Akademik Veri Yönetim Sistemi
ANTICANCER RESEARCH, cilt.32, sa.7, ss.2673-2678, 2012 (SCI-Expanded)
Aim: To examine the antiproliferative and apoptotic effects of resveratrol on imatinib-sensitive and imatinib-resistant K562 chronic myeloid leukemia cells. Materials and Methods: Antiproliferative effects of resveratrol were determined by the 3-Bis[2-methoxy-4-nitro-5-sulphophenyl]-2H-tetrazolium-5-carboxanilide inner salt (XTT) cell proliferation assay. Apoptotic effects of resveratrol on sensitive K562 and resistant K562/IMA-3 cells were determined through changes in caspase-3 activity, loss of mitochondrial membrane potential (MMP), and apoptosis by annexin V-(FITC). Results: The concentrations of resveratrol that inhibited cell growth by 50% (IC50) were calculated as 85 and 122 mu M for K562 and K562/IMA-3 cells, respectively. There were 1.91-, 7.42- and 14.73-fold increases in loss of MMP in K562 cells treated with 10, 50, and 100 mu M resveratrol, respectively.

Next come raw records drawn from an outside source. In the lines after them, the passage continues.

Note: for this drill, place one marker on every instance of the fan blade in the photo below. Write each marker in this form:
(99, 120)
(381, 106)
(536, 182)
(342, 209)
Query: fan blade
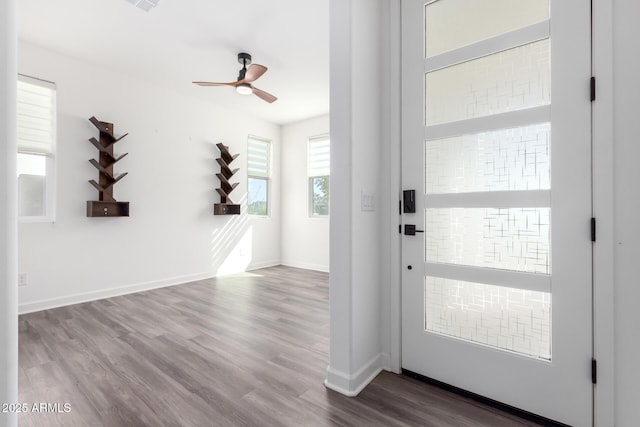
(264, 95)
(215, 84)
(254, 72)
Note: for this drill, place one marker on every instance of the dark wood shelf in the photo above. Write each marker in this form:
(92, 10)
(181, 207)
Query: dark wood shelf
(226, 206)
(226, 209)
(107, 209)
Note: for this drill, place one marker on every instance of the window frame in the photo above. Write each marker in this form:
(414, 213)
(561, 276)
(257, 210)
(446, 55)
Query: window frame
(49, 153)
(323, 172)
(266, 175)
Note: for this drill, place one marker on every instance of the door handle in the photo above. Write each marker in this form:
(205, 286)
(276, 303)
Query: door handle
(410, 230)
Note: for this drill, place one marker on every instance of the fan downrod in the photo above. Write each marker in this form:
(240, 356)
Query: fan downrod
(244, 59)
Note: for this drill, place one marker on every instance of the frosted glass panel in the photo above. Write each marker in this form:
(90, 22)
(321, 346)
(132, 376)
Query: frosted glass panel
(511, 239)
(511, 80)
(503, 160)
(507, 318)
(452, 24)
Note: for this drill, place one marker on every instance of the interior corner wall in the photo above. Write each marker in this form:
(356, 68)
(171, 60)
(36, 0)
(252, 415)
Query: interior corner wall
(305, 239)
(356, 354)
(171, 236)
(626, 68)
(8, 214)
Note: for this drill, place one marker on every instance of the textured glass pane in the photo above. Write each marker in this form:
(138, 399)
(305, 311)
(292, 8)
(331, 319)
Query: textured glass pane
(510, 239)
(511, 80)
(503, 160)
(32, 171)
(319, 195)
(257, 196)
(507, 318)
(452, 24)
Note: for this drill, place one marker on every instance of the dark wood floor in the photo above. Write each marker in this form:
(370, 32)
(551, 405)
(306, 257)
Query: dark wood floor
(246, 350)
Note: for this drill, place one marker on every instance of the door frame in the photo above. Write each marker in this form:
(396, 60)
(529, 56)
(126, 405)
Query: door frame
(602, 187)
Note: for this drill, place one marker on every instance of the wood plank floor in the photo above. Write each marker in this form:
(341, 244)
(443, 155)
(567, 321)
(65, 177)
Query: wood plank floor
(244, 350)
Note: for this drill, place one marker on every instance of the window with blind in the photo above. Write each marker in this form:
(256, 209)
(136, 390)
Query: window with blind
(318, 167)
(258, 172)
(36, 135)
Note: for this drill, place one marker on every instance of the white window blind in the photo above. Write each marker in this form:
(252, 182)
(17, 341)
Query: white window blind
(319, 156)
(258, 157)
(36, 125)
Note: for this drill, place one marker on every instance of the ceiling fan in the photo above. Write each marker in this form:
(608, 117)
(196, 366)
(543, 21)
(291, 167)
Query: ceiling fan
(245, 78)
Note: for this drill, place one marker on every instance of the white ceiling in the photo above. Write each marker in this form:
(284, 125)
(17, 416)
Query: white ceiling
(184, 40)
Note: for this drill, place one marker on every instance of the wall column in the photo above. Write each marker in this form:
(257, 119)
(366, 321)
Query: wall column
(8, 213)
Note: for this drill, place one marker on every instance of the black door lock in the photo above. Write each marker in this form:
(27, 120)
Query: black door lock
(410, 230)
(409, 199)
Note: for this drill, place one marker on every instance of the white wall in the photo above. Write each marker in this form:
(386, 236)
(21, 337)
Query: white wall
(171, 235)
(626, 69)
(356, 350)
(8, 214)
(305, 239)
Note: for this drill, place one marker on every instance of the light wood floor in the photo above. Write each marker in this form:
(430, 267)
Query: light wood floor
(246, 350)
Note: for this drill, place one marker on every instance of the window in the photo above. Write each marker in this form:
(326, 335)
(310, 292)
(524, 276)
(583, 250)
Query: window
(36, 132)
(258, 169)
(318, 171)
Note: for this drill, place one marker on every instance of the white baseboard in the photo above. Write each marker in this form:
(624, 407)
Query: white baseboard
(352, 384)
(306, 266)
(262, 264)
(46, 304)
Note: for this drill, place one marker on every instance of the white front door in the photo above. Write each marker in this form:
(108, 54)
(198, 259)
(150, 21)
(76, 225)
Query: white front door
(496, 286)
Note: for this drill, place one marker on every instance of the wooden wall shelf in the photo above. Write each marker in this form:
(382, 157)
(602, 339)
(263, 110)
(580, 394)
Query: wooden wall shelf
(96, 208)
(106, 205)
(226, 206)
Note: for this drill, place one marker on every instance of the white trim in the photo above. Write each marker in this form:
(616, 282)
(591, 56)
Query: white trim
(306, 265)
(395, 172)
(82, 297)
(352, 385)
(512, 39)
(490, 199)
(491, 276)
(508, 120)
(603, 209)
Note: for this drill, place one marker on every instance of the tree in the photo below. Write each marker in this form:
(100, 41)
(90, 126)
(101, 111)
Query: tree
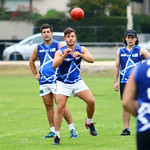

The same concentrations of resveratrol resulted in 2.21-, 3.30- and 7.65-fold increases in loss of MMP in K562/IMA3 cells. Caspase-3 activity increased 1.04-, 2.77- and 4.8-fold in K562 and 1.02-, 1.41- and 3.46-fold in K562/IMA3 cells in response to the same concentrations of resveratrol, respectively. Apoptosis was induced in 58.7%- and 43.3% of K562 and K562/IMA-3 cells, respectively, in response to 100 mu M resveratrol. Conclusion: Taken together these results may suggest potential use of resveratrol in CML, as well as in patients with primary and/or acquired resistance to imatinib.